A tour of the 6 South Green unit was conducted on 05/20/19 at 11:00 a.m. with the Vice President of Quality (VP of Quality KK) and Nurse Manager (RN Manager JJ). The RN Manager stated the unit was an orthopedic, spine surgical, stroke, and overflow for acute neurology and occasional medical-surgical. The unit had a census of 23 patients. The unit had a charge nurse (who was also covering for the unit secretary who called out) and five (5) additional nurses. The RN manager stated at this time they only had two (2) CPs and that later in the day they should receive another CP. The unit was quiet and calm, no call lights were ringing, the nurses and CPs were providing patient care.
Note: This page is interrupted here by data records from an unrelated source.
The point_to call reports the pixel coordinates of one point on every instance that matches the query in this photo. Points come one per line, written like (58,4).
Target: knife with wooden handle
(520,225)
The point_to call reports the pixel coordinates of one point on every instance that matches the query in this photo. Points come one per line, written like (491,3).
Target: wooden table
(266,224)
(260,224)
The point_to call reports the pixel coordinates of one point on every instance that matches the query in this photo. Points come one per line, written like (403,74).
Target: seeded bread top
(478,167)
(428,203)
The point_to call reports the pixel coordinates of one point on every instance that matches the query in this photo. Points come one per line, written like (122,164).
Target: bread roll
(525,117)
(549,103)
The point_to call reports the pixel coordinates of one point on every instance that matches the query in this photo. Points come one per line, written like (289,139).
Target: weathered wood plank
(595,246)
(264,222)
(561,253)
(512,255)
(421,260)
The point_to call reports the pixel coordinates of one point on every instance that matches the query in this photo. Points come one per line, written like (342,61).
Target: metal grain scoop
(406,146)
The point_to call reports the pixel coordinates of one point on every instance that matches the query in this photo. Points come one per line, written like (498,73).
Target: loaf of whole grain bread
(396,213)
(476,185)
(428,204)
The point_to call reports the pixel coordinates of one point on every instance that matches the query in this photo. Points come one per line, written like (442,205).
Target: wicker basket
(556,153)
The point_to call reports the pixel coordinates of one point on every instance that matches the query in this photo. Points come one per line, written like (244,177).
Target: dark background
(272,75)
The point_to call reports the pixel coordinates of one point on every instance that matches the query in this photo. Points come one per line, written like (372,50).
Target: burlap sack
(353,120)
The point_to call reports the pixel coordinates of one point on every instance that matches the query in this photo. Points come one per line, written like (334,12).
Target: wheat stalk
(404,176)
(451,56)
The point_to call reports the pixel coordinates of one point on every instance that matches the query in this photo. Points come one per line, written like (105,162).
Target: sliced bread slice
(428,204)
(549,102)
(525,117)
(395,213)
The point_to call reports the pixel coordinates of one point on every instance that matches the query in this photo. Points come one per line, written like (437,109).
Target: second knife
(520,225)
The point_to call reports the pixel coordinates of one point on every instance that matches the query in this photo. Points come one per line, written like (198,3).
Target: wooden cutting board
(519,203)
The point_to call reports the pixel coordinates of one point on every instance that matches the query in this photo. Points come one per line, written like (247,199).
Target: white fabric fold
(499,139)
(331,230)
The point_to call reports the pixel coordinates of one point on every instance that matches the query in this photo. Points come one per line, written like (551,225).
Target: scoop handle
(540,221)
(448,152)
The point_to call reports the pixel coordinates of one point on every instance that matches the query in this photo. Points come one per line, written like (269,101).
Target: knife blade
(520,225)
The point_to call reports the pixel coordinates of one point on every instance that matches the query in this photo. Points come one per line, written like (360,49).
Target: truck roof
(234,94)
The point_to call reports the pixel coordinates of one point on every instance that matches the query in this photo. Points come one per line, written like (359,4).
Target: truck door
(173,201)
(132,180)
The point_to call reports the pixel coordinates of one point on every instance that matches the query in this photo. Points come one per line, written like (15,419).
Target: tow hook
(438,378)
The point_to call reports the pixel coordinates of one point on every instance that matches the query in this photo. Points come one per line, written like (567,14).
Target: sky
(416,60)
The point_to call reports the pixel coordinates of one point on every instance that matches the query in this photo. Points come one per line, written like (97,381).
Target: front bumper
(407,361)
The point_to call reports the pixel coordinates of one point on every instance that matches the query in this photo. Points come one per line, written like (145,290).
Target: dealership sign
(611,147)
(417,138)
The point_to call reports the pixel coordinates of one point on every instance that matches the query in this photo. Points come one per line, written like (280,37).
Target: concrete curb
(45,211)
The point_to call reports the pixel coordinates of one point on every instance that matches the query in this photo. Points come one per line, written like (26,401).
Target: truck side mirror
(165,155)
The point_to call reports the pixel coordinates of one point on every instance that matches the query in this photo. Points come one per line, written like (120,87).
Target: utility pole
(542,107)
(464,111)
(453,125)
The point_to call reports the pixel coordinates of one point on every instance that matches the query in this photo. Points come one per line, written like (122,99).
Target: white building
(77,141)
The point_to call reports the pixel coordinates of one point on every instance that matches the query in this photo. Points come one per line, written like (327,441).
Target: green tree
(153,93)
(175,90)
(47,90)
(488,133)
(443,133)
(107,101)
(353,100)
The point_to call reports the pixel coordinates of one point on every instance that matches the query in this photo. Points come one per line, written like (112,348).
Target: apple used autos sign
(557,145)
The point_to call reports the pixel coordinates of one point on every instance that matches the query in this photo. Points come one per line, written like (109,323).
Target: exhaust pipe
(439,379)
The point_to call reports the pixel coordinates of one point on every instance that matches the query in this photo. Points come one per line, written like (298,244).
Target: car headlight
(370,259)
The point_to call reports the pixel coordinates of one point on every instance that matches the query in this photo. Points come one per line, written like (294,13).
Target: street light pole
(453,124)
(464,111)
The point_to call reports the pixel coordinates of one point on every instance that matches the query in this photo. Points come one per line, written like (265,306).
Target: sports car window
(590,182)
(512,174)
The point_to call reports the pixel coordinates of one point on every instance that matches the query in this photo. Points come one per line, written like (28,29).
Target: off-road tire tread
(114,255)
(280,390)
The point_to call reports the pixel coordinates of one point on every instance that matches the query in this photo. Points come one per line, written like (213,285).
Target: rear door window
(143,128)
Review of the Department Description, Organization, Staffing and Reporting document revealed that 6 South Green was an Orthopedic/Neurology 24 bed Telemetry unit. The document further describes that the unit serves Orthopedic, Neurology, Neurosurgery and overflow of Medical-Surgical patients. The document revealed that the nurse patient ration on 7 a.m. shift is 1:5/6 and on 7 p.m. to 7 a.m. are usually 1:5/6. There are usually three (3) Care Partners (CP- nurse assistants) on 7 a.m. to 7 p.m. and two (2) CPs on 7 p.m. to 7 a.m. shift for this unit. The document further revealed a staffing grid as follows:
A. Schedule Shifts: 12 hours
B. Daily Staffing Plan (based on 24 beds): Average Daily Census 21.2
--7 a.m. to 7 p.m.
-Nurse Manager-1
-Assistant Nurse Manager-1 shift
-Clinical Nurse Leader-1
-RN-6
-CP-3
-Unit Secretary- 6:45 a.m to 5:15 p.m.
-Nurse Educator- 1 every other week
7 p.m. to 7 p.m.
-RN-5
-CP-3
Review of five (5) weeks of the nurse staffing matrix based on the staffing (B- above) revealed the following:
--Week 01/26/19 through 02/02/19- six (6) out of seven (7) day shifts 7 a.m. to 7 p.m. the unit was understaffed by one (1) Registered Nurse (RN). Two (2) out of seven (7) night shifts 7 p.m. to 7 a.m. the unit was understaffed by one Care Partner (CP- nurse assistant).
--Week 02/17/19 through 02/23/19- four (4) out of seven (7) day shifts 7 a.m. to 7 p.m. the unit was understaffed by one (1) RN and one (1) of these days understaffed by an RN and CP. Two (2) out of seven (7) night shifts 7 p.m. to 7 a.m. the unit was understaffed by one CP.
-- Week 02/10/19 through 02/16/19- four (4) out of seven (7) day shifts 7 a.m. to 7 p.m. the unit was understaffed by one (1) RN and one (1) of these days understaffed by an RN and CP. One (1) out of seven (7) night shifts 7 p.m. to 7 a.m. the unit was understaffed by one CP.
--Week 03/03/19 through 03/09/19- Two (2) out of seven (7) day shifts 7 a.m. to 7 p.m. the unit was understaffed by one (1) RN.
--Week 03/24/19 through 03/31/19- Two (2) out of seven (7) day shifts 7 a.m. to 7 p.m. the unit was understaffed by one (1) RN. One (1) out of seven (7) night shifts 7 p.m. to 7 a.m. the unit was understaffed by one CP.
A telephone interview with the RN Manager JJ was conducted on 05/21/19 at 2:30 p.m. in the conference room. RN Manager JJ stated that the staffing grids that were provided were reflective of the staffing pattern on the 6 South Green unit from January to the time of the survey. RN Manager JJ stated that on occasion the unit is understaffed. RN Manager JJ stated sometimes it will be the charge nurse and three (3) or four (4) nurses which may make the assignment tight because of staff sick call outs.